Старый Пакалн замолчал. Самого для него важного он не спросил, стесняясь при посторонних излить свою душу.
Когда крестьяне, выяснив еще много практических вопросов и пообещав дать окончательный ответ через месяц, разошлись по домам, Рендниек тоже собрался в дорогу. На прощанье он сказал Озолу:
— У меня создалось впечатление, что с таким народом можно не бояться организовать артель. Когда это совершится — обрати внимание, чтобы на скотоводческую ферму и к лошадям поставили самых лучших, честных людей. Следи за правильным учетом трудодней. В этом залог успеха коллективного труда.
Однажды вечером в конце ноября к Озолу, запыхавшись от быстрой ходьбы, вошел взволнованный Эльмар Эзер.

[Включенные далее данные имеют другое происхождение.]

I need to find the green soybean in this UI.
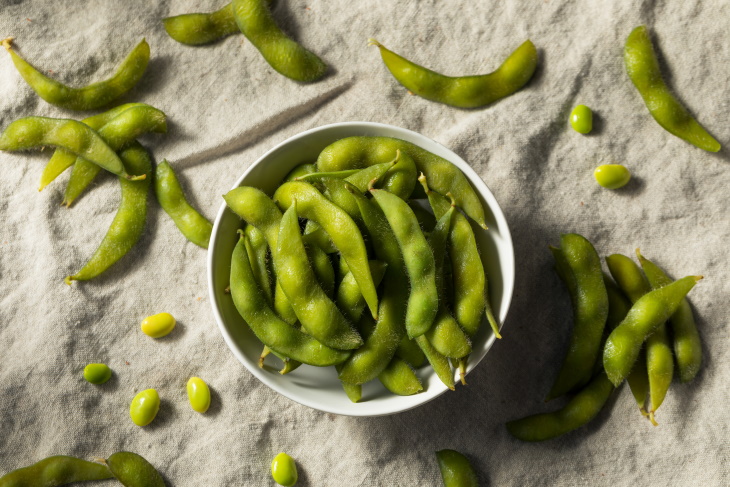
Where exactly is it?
[0,117,146,180]
[507,373,614,442]
[436,450,479,487]
[106,451,165,487]
[231,0,327,82]
[162,3,240,46]
[0,455,114,487]
[65,142,152,284]
[129,389,160,426]
[2,38,150,110]
[624,25,720,152]
[593,164,631,189]
[317,137,486,228]
[369,39,537,108]
[547,233,608,400]
[570,105,593,134]
[84,364,112,384]
[636,249,702,382]
[603,276,701,386]
[155,161,213,249]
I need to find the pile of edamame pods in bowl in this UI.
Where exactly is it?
[219,136,500,402]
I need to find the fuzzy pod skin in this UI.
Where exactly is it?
[624,25,721,152]
[370,39,537,108]
[3,39,150,110]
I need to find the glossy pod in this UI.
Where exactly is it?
[155,161,213,249]
[3,39,150,110]
[232,0,327,82]
[0,455,114,487]
[370,39,537,108]
[106,451,165,487]
[129,389,160,426]
[624,25,720,152]
[65,142,152,284]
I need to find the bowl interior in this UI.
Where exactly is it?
[208,122,515,416]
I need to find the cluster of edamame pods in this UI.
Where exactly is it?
[224,137,499,402]
[507,234,702,441]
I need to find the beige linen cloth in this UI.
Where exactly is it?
[0,0,730,487]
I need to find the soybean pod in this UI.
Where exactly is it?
[2,38,150,110]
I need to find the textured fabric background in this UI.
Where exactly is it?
[0,0,730,487]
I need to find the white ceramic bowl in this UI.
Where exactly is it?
[208,122,515,416]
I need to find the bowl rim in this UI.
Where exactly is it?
[206,121,516,417]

— Ну вот, мы здесь топчемся на месте, толкуем и обдумываем, а тем временем другие уже все сделали! — выпалил он, сердито сдвинув брови.
— Уже все сделали! — Озол добродушно посмотрел на раскрасневшегося парня. — Могу я узнать, что именно?
— Колхоз организовали!
— В нашей волости или по соседству?
— Нет. В Елгавском уезде. У меня там знакомый комсомолец живет. Вот и написал.
— Это в Шкибской волости. Но почему тебя волнует то, что они организовали артель? — спросил Озол.
— Оказывается, вы уже знаете? Потому и волнуюсь — надеялся, мы будем первыми. А не получилось, — сокрушался Эльмар.
— Я так думаю, что неважно, будем ли мы первыми или вторыми. Важно, чтобы крестьяне объединились накрепко. Я рад, что елгавцам удалось первым организовать. Это покажет нашим крестьянам, что в других местах также о колхозах серьезно думают, что мы не выскочки какие-нибудь. Артель создается на многие годы, поэтому совсем неважно — месяцем раньше или позже. Не так ли, Эльмар?
Эзер, хотя и не стал возражать, но видно было, что первенство елгавцев задело его за живое.
— Я еще должен поговорить с некоторыми крестьянами, — добавил Озол. — Кое-кто все-таки еще сомневается.
Одним из колеблющихся был, по предположению Озола, старый Пакалн. Он, правда, не отказался, но на собрании был очень задумчив. Не совсем полагался Озол и на Лидумов — и решил навестить обоих.
Во дворе усадьбы «Кламбуры» Озол услышал голос старого Пакална. Казалось, он говорит с каким-то человеком, но когда Озол зашел в конюшню, то выяснилось, что старик беседует с молодым конем, которого в этом году впервые запрягал в плуг.
— Посмотри, картинка, а не лошадь! — гордился Пакалн своим питомцем. Это, действительно, была статная гнедая лошадка с белой отметиной на лбу; ее умные, добрые глаза вопросительно смотрели на людей.
— Баловник этакий, привык — я ему всегда что-нибудь приношу, — добродушно бранился Пакалн. — Как только не дам, начинает сам шарить по карманам. Ах ты, воришка! — он потрепал по шее гнедого, и тот мягкими губами потянулся к щеке хозяина.
— Это уж последний выращенный за мой век. Девятый по счету. Ему придется меня и на погост прокатить, — спокойно говорил Пакалн, словно о свадебной поездке.
— Слишком рано ты готовишься к таким почестям, — возразил Озол. — Сколько у тебя за плечами?
— Семьдесят два.
— Ну, тогда ты можешь еще девять таких рысаков вырастить. До ста лет по крайней мере надо прожить.